Class Notes

1984

MAY 1989 Eric Grubman
Class Notes
1984
MAY 1989 Eric Grubman

In recent months, my colleague from the class of'83, Ken Johnson, has repeatedly made reference to my imminent demise. Ken feels that I drain a certain percentage of his readership with my marginally entertaining columns. He takes great pleasure in the fact that my term as class secretary is rapidly coming to a close. However, I don't plan to go peacefully. I want to finish my term with a bang. So here goes.

Daniel Skiest has graduated from Case Western Reserve Medical School and has begun his internship at the University of Maryland Hospital. This tidbit was forwarded to me from the Ohio Jewish Chronicle. Dan is planning to specialize in "nubile blonde women with birth marks in embarrassing places." I wish him all the luck in the world and hope to spend a few days with him as soon as his practice is established.

Well, that was a marginally amusing item, if I do say so myself. Before I really get on a roll, I'd like to take a moment for a brief Reunion tip. I recently called up Blunt, anonymously of course, and asked what happens to our married classmates in terms of housing at the Reunion. Do they get to room with their spouses, or are they forced to stay "with the guys/girls?" Well, it turns out that they let you stay with your spouse. The beauty is that they don't even check to see if you're really married! I mean, there's nothing to stop you from saying that you're married to, say, me, and the next thing you know, we're shacking up together. Well, I immediately took advantage of the possibilities. As of now, I'm "married" to 12 lucky female classmates. And more names are being added each week. I suggest you call Blunt today, and reserve a spouse, before all of the good ones are taken. And now back to our column, where, as you may recall, I was just getting on a roll.

Steve Kurtz has graduated from Duke Law School, and become such a big shot that he doesn't even call his old friends anymore. Last I heard, Steve was working in N.Y.C., where I guess they don't have telephones and you can't buy a postage stamp.

Since graduation, Janice (Tanaka) Towers has added a last name, married, and had a son, J.J. Janice and husband Steve plan to fly in from Alaska for our Reunion. Janice reports that it got so cold in Alaska this winter, she had to "burn the dogs and eat the sleds just to survive."

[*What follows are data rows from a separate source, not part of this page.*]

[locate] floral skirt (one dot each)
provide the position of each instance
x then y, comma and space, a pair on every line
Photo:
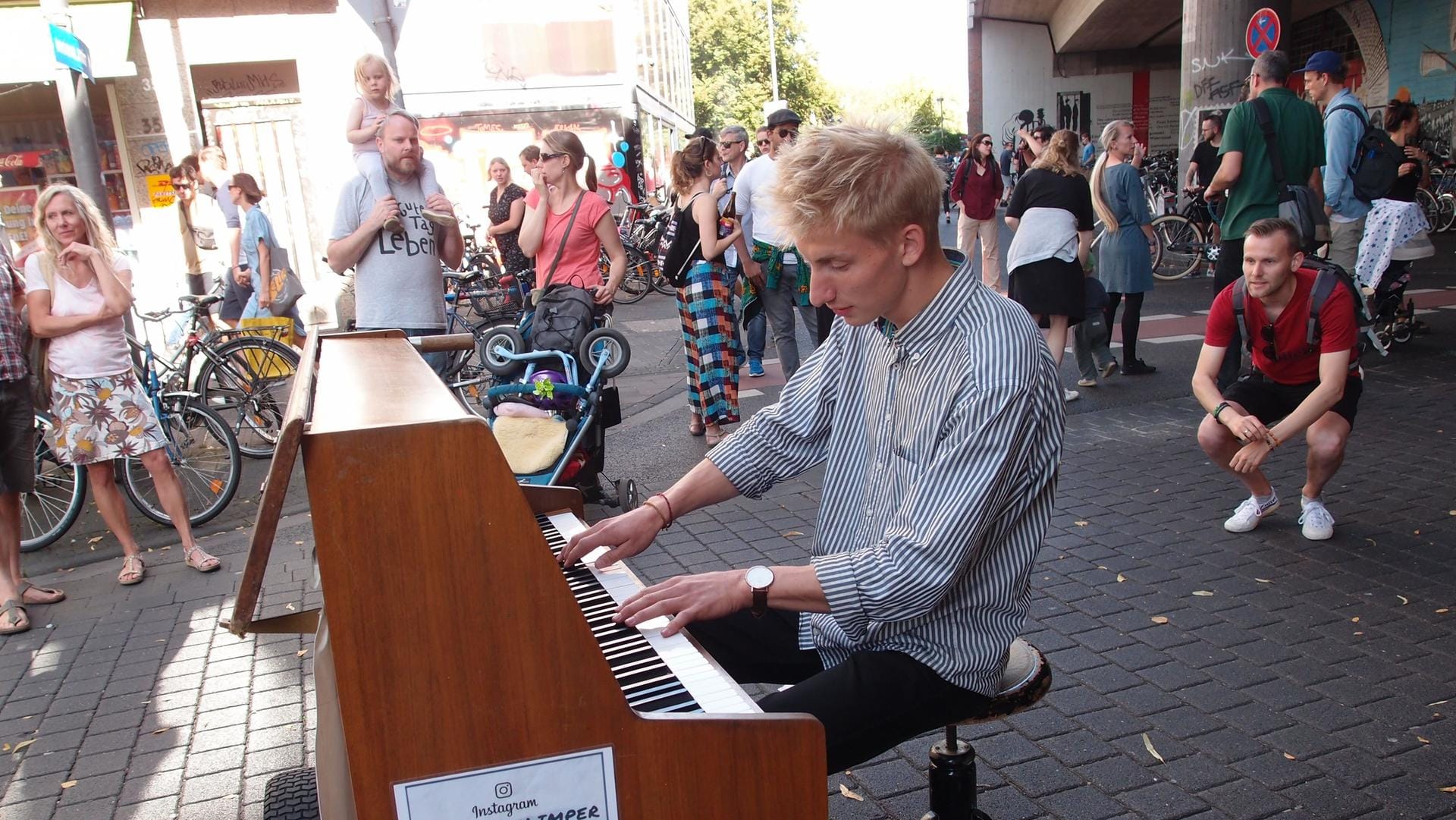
102, 419
711, 343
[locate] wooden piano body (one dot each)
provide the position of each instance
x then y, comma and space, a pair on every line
450, 641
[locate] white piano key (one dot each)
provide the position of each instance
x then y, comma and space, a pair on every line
704, 679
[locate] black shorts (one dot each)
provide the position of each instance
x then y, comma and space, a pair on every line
17, 437
1270, 401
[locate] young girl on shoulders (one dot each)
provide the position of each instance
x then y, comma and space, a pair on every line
378, 86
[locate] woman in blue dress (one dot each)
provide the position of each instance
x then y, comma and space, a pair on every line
1126, 253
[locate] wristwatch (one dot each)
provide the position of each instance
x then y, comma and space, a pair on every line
759, 580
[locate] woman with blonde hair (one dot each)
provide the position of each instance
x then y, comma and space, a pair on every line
705, 299
566, 226
1125, 256
1052, 215
79, 289
507, 213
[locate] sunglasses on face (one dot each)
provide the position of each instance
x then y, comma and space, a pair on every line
1267, 332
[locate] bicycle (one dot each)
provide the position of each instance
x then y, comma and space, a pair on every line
243, 375
58, 497
201, 448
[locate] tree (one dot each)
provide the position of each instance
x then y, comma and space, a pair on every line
731, 76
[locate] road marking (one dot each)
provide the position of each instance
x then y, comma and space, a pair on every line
1181, 338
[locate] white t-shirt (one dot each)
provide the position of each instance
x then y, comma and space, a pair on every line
753, 185
99, 350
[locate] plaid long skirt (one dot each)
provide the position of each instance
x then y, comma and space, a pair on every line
711, 343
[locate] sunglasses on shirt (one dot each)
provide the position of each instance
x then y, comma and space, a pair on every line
1267, 332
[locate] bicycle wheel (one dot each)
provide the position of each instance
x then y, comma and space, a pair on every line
1429, 206
246, 382
1448, 212
635, 284
206, 459
1180, 247
57, 500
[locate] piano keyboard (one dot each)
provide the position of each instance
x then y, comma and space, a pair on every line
655, 674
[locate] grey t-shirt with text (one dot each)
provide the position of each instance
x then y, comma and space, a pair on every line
397, 281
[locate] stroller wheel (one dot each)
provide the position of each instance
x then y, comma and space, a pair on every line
503, 337
604, 341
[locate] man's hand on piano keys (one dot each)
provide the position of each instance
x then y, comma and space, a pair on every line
686, 599
626, 535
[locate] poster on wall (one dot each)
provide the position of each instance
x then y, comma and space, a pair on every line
18, 212
1075, 111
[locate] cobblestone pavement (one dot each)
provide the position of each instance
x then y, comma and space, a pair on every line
1293, 679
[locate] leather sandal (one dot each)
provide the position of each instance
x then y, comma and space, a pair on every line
204, 564
133, 568
15, 612
42, 595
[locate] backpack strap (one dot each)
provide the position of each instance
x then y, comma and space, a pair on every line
1326, 284
1239, 294
1261, 112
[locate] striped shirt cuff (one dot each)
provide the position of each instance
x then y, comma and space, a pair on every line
836, 577
737, 459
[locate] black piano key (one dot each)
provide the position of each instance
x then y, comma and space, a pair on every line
645, 679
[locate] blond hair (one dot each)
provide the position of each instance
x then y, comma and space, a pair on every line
372, 60
1104, 212
96, 232
1060, 155
851, 178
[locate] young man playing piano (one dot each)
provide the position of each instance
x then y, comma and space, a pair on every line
937, 408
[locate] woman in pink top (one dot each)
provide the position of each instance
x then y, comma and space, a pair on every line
79, 289
561, 258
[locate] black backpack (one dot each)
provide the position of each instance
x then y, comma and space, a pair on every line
673, 253
1329, 277
563, 318
1378, 161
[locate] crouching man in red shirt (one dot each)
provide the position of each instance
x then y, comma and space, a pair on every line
1294, 386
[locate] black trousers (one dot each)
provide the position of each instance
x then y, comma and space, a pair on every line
1229, 269
867, 704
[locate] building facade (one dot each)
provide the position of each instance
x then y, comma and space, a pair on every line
271, 82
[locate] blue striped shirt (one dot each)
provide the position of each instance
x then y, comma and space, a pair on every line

Anjali Hulyalkar is in her final year at Dartmouth Medical School. After graduating, Anjali plans to do a residency in "tall, handsome men with heat rash around their private parts." Although I don't have all the facts, I'm pretty sure Anjali will be one of the pioneers in the field.

John Corsetti has graduated from dental school and is currently a dentist. This is a coincidence. I have a cavity. You can bet I'll be looking for John at Reunion, unless he gets a heat rash, in which case he'll probably be looking for Anjali.

As I glance over this month's column, I'm struck by several things. I notice that I have included five names, which I believe is a record high for me. Very little of what I wrote is true, which is about average for me. only used Rick Ehling's name once, which Is a record low for me. You know what? I like this job! I hate to disappoint Ken Johnson, but I think I'm going to run for reelection.